Table 1: Test results (PR %) on the capabilities for numerical translation, with low averaged scores in bold. Nepali is not supported by System B.
The evaluation is able to show to what extent NMT systems can well handle those number mistranslation issues. In general, the performance of the engines from A, B and R are in line. Here is a summary of those common errors across all systems:
- Integers are relatively the easiest issue to handle. However, NMT systems show the difficulty of handling repeated digits: they might omit or add one or more digits in the translation compared to the source side.
- Separators could be trouble in localization usage for those language pairs that do not share the same use of symbols like the case of En<->De ( “,” and “.” are the thousands and decimal separators in English, but the other way around in German). Besides, sometimes systems are prone to translate decimal numbers into wrong digits, and this error might be related to the separator confusion according to the result from En<->De.

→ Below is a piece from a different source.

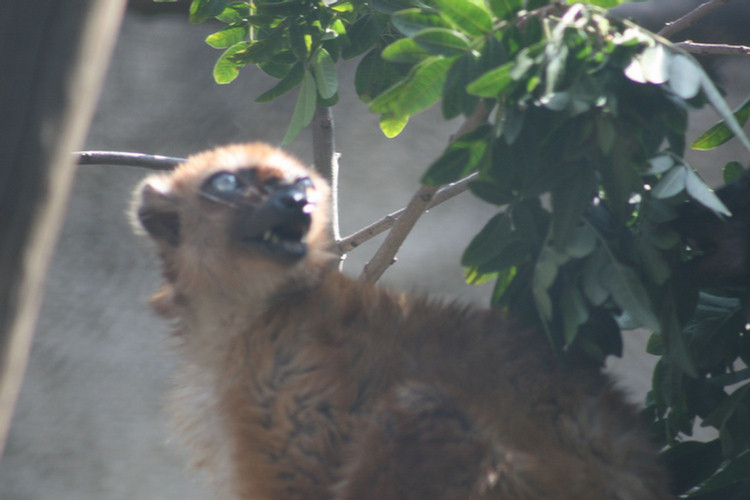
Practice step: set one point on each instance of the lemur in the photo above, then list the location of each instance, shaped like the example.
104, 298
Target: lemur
298, 382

- Numerals are the most challenging issue across all systems for most of the language pairs. This is reasonable as numbers are less frequently written in words, which results in insufficient training examples available for training.
- Translating numbers accompanied by unit words (e.g., million and billion) could be difficult for those language pairs that do not share the same units of measurement (e.g., “10.01 million” into “1001万” in Chinese). Systems may fail to convert numbers to the correct target unit.
- Results from low resource language pairs are not always worse than that from high-resource ones. As shown in Table 1, En-Ta is surprisingly one of the best across all test types. This suggests that the size of training data is not the sole factor for high-quality numerical translation.
- In the case of En->Ne, the results across all capabilities are far from satisfactory, this is probably because Nepali has its own numerals for digits. In a low resource scenario, the conversion into Nepali digits becomes a big challenge.
To mitigate these numerical mistranslation problems, Wang et al. (2021) also discuss several potential strategies, such as Separating numerical translation out into an individual process as in Statistical Machine Translation; adding more quality numeral-specific instances into training data; and forcing to encode all numbers as character sequences or meaningful groupings of components, since BPE often split long sequences of numbers into different tokens.
Wang et al. (2021) extend the CheckList methodology by Ribeiro et al. (2020) to systematically assess four fundamental capabilities (Integers, Decimals, Numerals and Separators) of NMT systems in handling numerical translations for both high- and low-resource cases. They point out several common types of errors across all evaluated systems and also provide a detailed error analysis on them. The potential mitigation strategies they discuss could be useful for such numerical translation improvement.